For the 17th-century ruler and Jesse’s grandnephew, see Jesse of Kakheti.
Jesse (Georgian: იესე), also known as ‘Isa Khan Gorji (c. 1527 – 1580) was a Georgian prince of the royal house of Kakheti, whose career flourished in the service of the Safavid dynasty of Iran and included numerous years as a governor of Shaki in what is today Azerbaijan.
1 Early life
2 Career in the Safavid service
Jesse was a son of King Leon of Kakheti by his first wife Tinatin Gurieli. As a young prince, Jesse was placed by his father at the head of the Georgian auxiliaries requested by the Safavid shah Tahmasp I during his war with the Ottoman Empire (1532–55). After the conclusion of the peace, Jesse was left as a hostage in Iran, where he converted to Islam and became known as ‘Isa Khan Gorji.
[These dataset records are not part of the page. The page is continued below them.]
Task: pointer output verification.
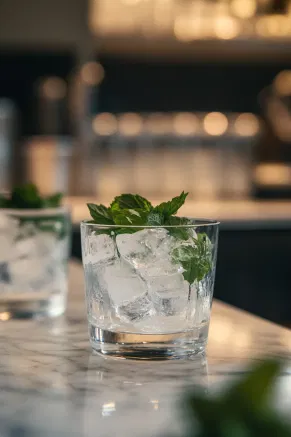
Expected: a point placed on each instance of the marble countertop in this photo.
(52, 385)
(239, 214)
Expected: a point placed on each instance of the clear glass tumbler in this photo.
(149, 289)
(34, 252)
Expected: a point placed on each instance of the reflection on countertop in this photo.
(52, 385)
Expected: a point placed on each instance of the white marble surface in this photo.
(52, 385)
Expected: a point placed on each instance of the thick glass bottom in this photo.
(141, 346)
(24, 307)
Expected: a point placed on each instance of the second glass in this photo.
(149, 289)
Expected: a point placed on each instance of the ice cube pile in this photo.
(32, 262)
(133, 282)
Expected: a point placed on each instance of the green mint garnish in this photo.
(100, 214)
(194, 255)
(197, 260)
(170, 208)
(28, 197)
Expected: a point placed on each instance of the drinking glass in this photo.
(149, 289)
(34, 252)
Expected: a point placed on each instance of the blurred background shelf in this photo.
(99, 97)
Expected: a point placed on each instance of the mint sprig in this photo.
(170, 208)
(131, 201)
(134, 212)
(243, 410)
(196, 261)
(27, 196)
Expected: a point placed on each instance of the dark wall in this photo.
(19, 74)
(162, 86)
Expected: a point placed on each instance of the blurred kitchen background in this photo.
(102, 97)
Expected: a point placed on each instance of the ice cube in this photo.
(136, 309)
(204, 299)
(148, 251)
(123, 283)
(169, 294)
(99, 249)
(127, 291)
(133, 248)
(98, 300)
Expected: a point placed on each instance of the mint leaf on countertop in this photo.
(170, 208)
(130, 201)
(243, 410)
(25, 197)
(100, 214)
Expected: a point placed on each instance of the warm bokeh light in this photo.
(273, 174)
(158, 124)
(243, 8)
(273, 26)
(53, 88)
(5, 316)
(226, 27)
(185, 123)
(183, 29)
(130, 124)
(131, 2)
(247, 125)
(104, 124)
(215, 123)
(92, 73)
(283, 83)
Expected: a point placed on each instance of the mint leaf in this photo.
(171, 207)
(155, 219)
(196, 261)
(130, 217)
(53, 201)
(26, 196)
(178, 232)
(100, 214)
(254, 390)
(130, 201)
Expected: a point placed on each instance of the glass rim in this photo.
(36, 212)
(200, 223)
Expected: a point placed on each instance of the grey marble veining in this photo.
(52, 385)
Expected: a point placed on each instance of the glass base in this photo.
(22, 308)
(139, 346)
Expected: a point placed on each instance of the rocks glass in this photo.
(34, 252)
(149, 289)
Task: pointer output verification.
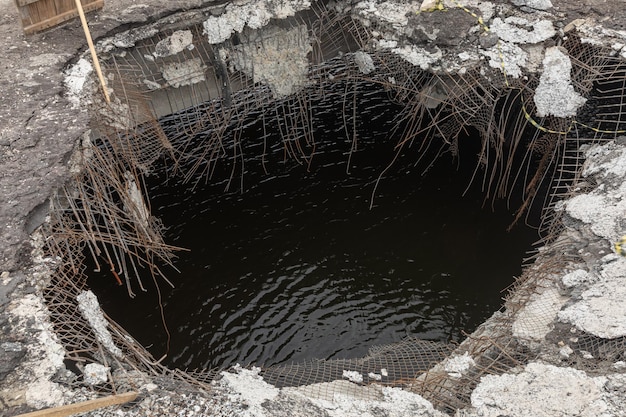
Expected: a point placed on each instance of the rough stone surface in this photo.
(600, 309)
(555, 95)
(91, 311)
(541, 390)
(276, 57)
(535, 320)
(43, 114)
(534, 4)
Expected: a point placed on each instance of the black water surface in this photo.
(297, 266)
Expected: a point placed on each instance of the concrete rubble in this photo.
(43, 116)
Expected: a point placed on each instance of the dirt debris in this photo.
(41, 122)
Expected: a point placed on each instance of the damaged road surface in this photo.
(558, 344)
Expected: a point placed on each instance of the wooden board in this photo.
(83, 407)
(38, 15)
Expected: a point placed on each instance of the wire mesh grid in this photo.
(161, 101)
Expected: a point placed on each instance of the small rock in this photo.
(95, 374)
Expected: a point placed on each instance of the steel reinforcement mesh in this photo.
(154, 116)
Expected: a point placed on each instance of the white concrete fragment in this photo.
(374, 376)
(418, 56)
(75, 79)
(278, 58)
(253, 14)
(364, 62)
(508, 57)
(534, 4)
(353, 376)
(44, 358)
(137, 207)
(540, 390)
(342, 400)
(390, 13)
(606, 160)
(95, 374)
(219, 28)
(245, 386)
(601, 310)
(555, 95)
(565, 352)
(174, 44)
(90, 309)
(188, 72)
(576, 278)
(535, 319)
(458, 365)
(599, 211)
(519, 30)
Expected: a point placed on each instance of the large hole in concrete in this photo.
(296, 261)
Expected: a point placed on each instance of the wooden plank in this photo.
(33, 25)
(25, 2)
(64, 6)
(83, 407)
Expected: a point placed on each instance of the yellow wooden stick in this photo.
(83, 407)
(94, 57)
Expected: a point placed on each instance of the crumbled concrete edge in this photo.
(607, 230)
(252, 14)
(586, 298)
(546, 390)
(90, 309)
(597, 292)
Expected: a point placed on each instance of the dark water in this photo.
(297, 266)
In 1558 he was made by Shah Tahmasp I governor of Shaki, a Muslim city close to the border of his homeland. He stayed governor of Shaki until 1580.
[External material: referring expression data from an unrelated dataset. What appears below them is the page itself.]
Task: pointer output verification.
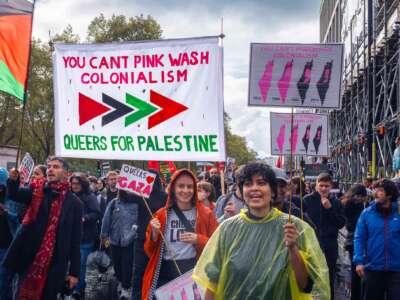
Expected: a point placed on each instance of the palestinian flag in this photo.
(15, 40)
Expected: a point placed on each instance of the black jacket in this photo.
(327, 221)
(352, 211)
(157, 200)
(28, 239)
(5, 233)
(91, 216)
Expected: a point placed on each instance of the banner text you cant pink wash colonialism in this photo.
(161, 68)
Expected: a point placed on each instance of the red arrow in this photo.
(169, 108)
(90, 109)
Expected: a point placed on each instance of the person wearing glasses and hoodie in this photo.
(186, 224)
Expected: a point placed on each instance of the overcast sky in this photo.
(245, 21)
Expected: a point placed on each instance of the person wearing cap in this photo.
(260, 253)
(282, 201)
(325, 211)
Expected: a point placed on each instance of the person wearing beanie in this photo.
(45, 251)
(5, 239)
(80, 186)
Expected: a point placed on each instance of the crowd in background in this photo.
(51, 223)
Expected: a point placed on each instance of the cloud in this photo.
(244, 22)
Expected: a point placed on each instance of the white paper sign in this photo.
(310, 134)
(154, 100)
(135, 180)
(181, 288)
(299, 75)
(26, 167)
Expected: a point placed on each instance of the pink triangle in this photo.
(89, 109)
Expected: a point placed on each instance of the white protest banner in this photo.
(153, 100)
(181, 288)
(310, 134)
(26, 167)
(295, 75)
(135, 180)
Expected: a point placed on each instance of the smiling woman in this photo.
(177, 234)
(259, 254)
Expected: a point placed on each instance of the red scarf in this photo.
(34, 282)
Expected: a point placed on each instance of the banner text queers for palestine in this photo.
(168, 143)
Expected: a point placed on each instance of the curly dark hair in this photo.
(389, 187)
(257, 168)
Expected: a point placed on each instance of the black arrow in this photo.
(120, 110)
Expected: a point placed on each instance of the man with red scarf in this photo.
(45, 252)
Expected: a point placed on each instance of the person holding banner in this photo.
(45, 251)
(177, 234)
(91, 214)
(157, 200)
(262, 253)
(119, 229)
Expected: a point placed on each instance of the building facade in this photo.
(363, 131)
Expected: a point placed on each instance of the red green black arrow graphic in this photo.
(165, 109)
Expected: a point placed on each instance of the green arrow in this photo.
(143, 109)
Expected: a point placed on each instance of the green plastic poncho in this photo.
(248, 259)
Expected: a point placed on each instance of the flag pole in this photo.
(291, 165)
(25, 91)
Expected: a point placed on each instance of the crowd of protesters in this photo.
(262, 237)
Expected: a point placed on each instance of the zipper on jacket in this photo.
(385, 243)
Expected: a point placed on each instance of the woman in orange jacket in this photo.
(186, 225)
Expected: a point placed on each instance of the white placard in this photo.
(135, 180)
(295, 75)
(154, 100)
(310, 134)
Career in the Safavid service
In 1576 ‘Isa Khan became embroiled in a power struggle following the death of Shah Tahmasp. He was part of the Kazvin-based Georgian faction, including Tahmasp’s Georgian widow Zahra Baji, a Shalikashvili princess, which tried to secure the succession for Tahmasp’s younger son Heidar. But a rival faction, dominated by the Sunni nobles, had Heidar murdered at Kazvin and placed Ismail II on the throne. According to the 17th-century historian, Iskandar Beg Munshi, ‘Isa Khan was imprisoned together with another Georgian, Simon I of Kartli, at Alamut, and was liberated with him by Shah Ismail. Munshi may have confused him with Archil, son of Bagrat, Prince of Mukhrani. On the accession of Shah Mohammed Khodabanda in 1578, ‘Isa Khan was again in favor. Together with Simon and yet another Georgian, Shah Rustam the Lur, he was present at the coronation of Khodabanda and the three received the honor of kissing the shah’s feet. ‘Isa Khan’s allegiance to the Safavids was cemented, in 1578, by his marriage to a daughter of ‘Abu’l Nasir Sam Mirza, Shah Tahmasp I’s half-brother and Ismail I’s son, by his wife, a daughter of Husain Khan-e Shamlu. That same year, ‘Isa Khan had to take flight before the Ottoman army of Lala Kara Mustafa Pasha. He then returned to Christianity and fled to his homeland, where died shortly thereafter, in 1580.